NotImplementedError: This backend doesn't support absolute paths.
  1. When using the open_file method I get the extension is None:
In [21]: with image.open_file() as image_file:
    ...:     ext = filetype.guess_extension(image_file)
    ...:     print(f"Image {image.pk} {image.file} has extension {ext}")
    ...:
[24/Mar/2024 11:28:35] | urllib3.connectionpool._get_conn:292 | DEBUG | Resetting dropped connection: storage.googleapis.com
[24/Mar/2024 11:28:35] | urllib3.connectionpool._make_request:549 | DEBUG | https://storage.googleapis.com:443 "GET /storage/v1/b/staging/o/cms-dev%2Fchair-unsplash_TAJSD0d.jpg?projection=noAcl&prettyPrint=false HTTP/1.1" 200 839
[24/Mar/2024 11:28:36] | urllib3.connectionpool._make_request:549 | DEBUG | https://storage.googleapis.com:443 "GET /download/storage/v1/b/staging/o/cms-dev%2Fchair-unsplash_TAJSD0d.jpg?generation=1710246298001500&alt=media HTTP/1.1" 200 323686
Image 149277 cms-dev/chair-unsplash_TAJSD0d.jpg has extension None
  1. When I open it using default_storage.open method I am getting the extension correctly:
In [22]: with default_storage.open(image.file.name, 'rb') as file:
    ...:     extension = filetype.guess_extension(file.read())
    ...:     print(f"Image {image.pk} {image.file} has extension {extension}")
    ...:
[24/Mar/2024 11:32:10] | urllib3.connectionpool._get_conn:292 | DEBUG | Resetting dropped connection: storage.googleapis.com
[24/Mar/2024 11:32:11] | urllib3.connectionpool._make_request:549 | DEBUG | https://storage.googleapis.com:443 "GET /storage/v1/b/staging/o/cms-dev%2Fchair-unsplash_TAJSD0d.jpg?projection=noAcl&prettyPrint=false HTTP/1.1" 200 839
[24/Mar/2024 11:32:11] | urllib3.connectionpool._make_request:549 | DEBUG | https://storage.googleapis.com:443 "GET /download/storage/v1/b/staging/o/cms-dev%2Fchair-unsplash_TAJSD0d.jpg?generation=1710246298001500&alt=media HTTP/1.1" 200 323686
Image 149277 cms-dev/chair-unsplash_TAJSD0d.jpg has extension jpg
  1. I also get the extension if I do the following:
storage = image.file.storage

with storage.open(image.file.name, 'rb') as file:
    extension = filetype.guess_extension(file.read())
    print(f"Image {image.pk} {image.file} has extension {extension}")

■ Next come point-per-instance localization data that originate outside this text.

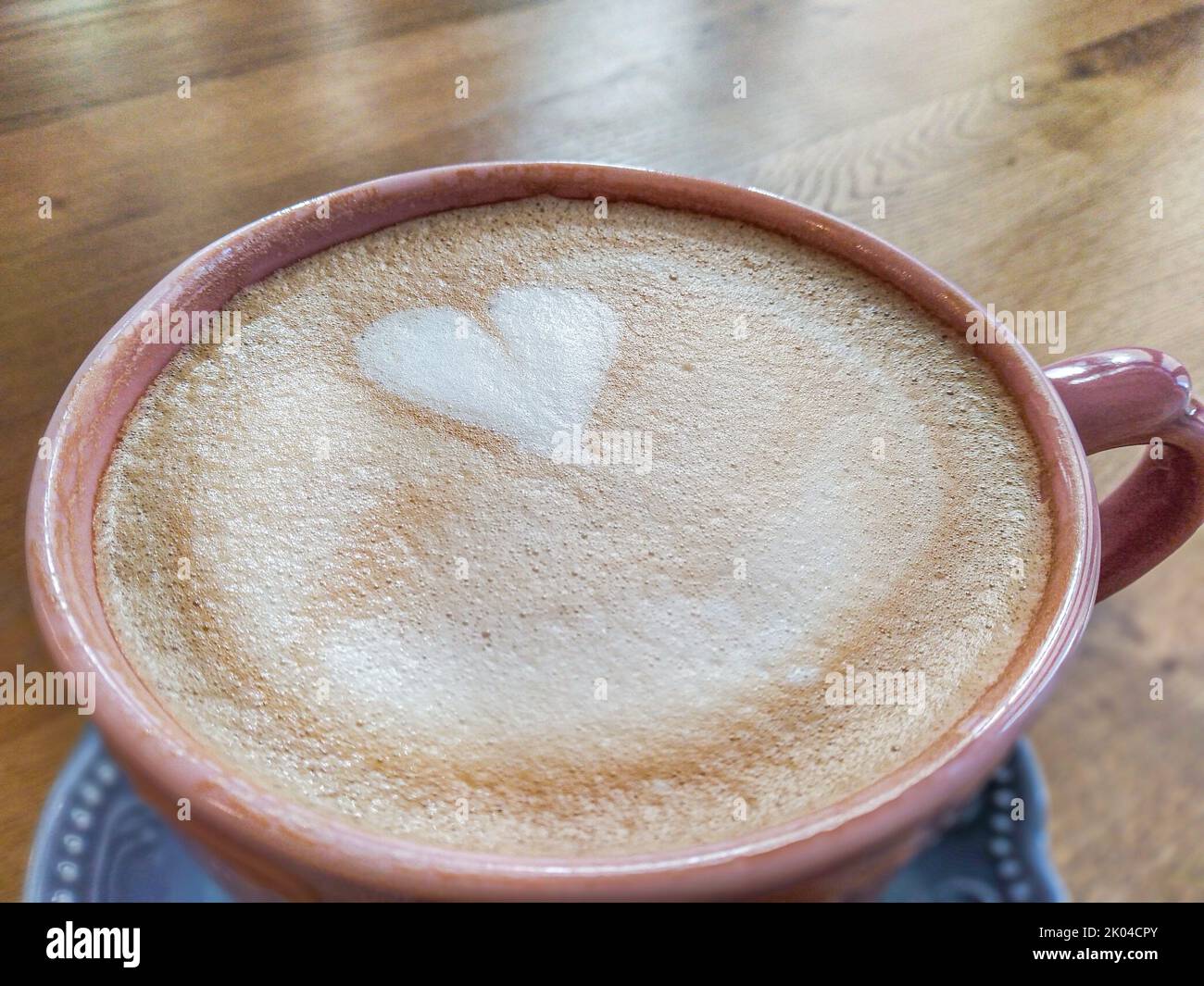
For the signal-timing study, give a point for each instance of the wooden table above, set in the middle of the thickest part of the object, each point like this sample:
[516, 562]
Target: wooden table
[1034, 203]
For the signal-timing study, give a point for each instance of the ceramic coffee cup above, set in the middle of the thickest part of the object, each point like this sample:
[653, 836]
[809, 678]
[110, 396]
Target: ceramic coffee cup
[264, 844]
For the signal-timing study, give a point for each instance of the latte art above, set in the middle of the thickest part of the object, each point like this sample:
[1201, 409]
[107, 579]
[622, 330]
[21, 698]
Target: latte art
[516, 530]
[537, 375]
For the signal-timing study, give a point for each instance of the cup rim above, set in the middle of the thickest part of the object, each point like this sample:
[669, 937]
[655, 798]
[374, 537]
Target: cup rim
[144, 734]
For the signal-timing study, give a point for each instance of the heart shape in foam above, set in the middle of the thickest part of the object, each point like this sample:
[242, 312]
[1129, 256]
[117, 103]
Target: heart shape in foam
[543, 376]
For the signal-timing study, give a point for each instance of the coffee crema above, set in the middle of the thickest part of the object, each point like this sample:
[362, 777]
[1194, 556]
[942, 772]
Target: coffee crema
[517, 530]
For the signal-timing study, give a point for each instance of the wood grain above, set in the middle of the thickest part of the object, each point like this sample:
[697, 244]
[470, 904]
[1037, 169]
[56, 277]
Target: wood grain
[1040, 203]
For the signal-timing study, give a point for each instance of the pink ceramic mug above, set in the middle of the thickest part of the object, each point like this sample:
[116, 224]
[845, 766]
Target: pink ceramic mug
[263, 842]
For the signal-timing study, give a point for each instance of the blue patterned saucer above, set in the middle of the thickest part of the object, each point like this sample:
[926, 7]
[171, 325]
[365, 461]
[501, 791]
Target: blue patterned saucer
[96, 842]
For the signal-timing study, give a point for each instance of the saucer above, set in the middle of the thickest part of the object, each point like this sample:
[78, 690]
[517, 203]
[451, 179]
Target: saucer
[96, 842]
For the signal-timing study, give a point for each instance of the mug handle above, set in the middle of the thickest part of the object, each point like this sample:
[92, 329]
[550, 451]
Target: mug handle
[1135, 397]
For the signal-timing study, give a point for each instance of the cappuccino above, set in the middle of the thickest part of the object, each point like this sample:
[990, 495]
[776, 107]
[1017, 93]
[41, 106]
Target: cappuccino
[517, 530]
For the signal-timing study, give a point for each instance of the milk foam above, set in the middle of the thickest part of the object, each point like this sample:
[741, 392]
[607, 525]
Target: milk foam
[538, 377]
[401, 609]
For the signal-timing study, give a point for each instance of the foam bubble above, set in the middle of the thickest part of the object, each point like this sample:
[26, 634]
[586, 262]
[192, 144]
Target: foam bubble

# Image 149277 cms-dev/chair-unsplash_TAJSD0d.jpg has extension jpg

Does that mean that the open_file method is not reading the file correctly?

nqcm commented 8 months ago

Just an update, I was able to solve the issue by making changes to the storage class. The package I was using was downloading the image file from Gcloud and using a SpooledTemporaryFile to store it temporarily. See the code.

I changed it o use a NamedTemporaryFile and willow's open_file method started to read the mime type correctly.

May be someone can add compatibility in Willow for SpooledTemporaryFile.

But thanks for all your time and help. Really appreciate it.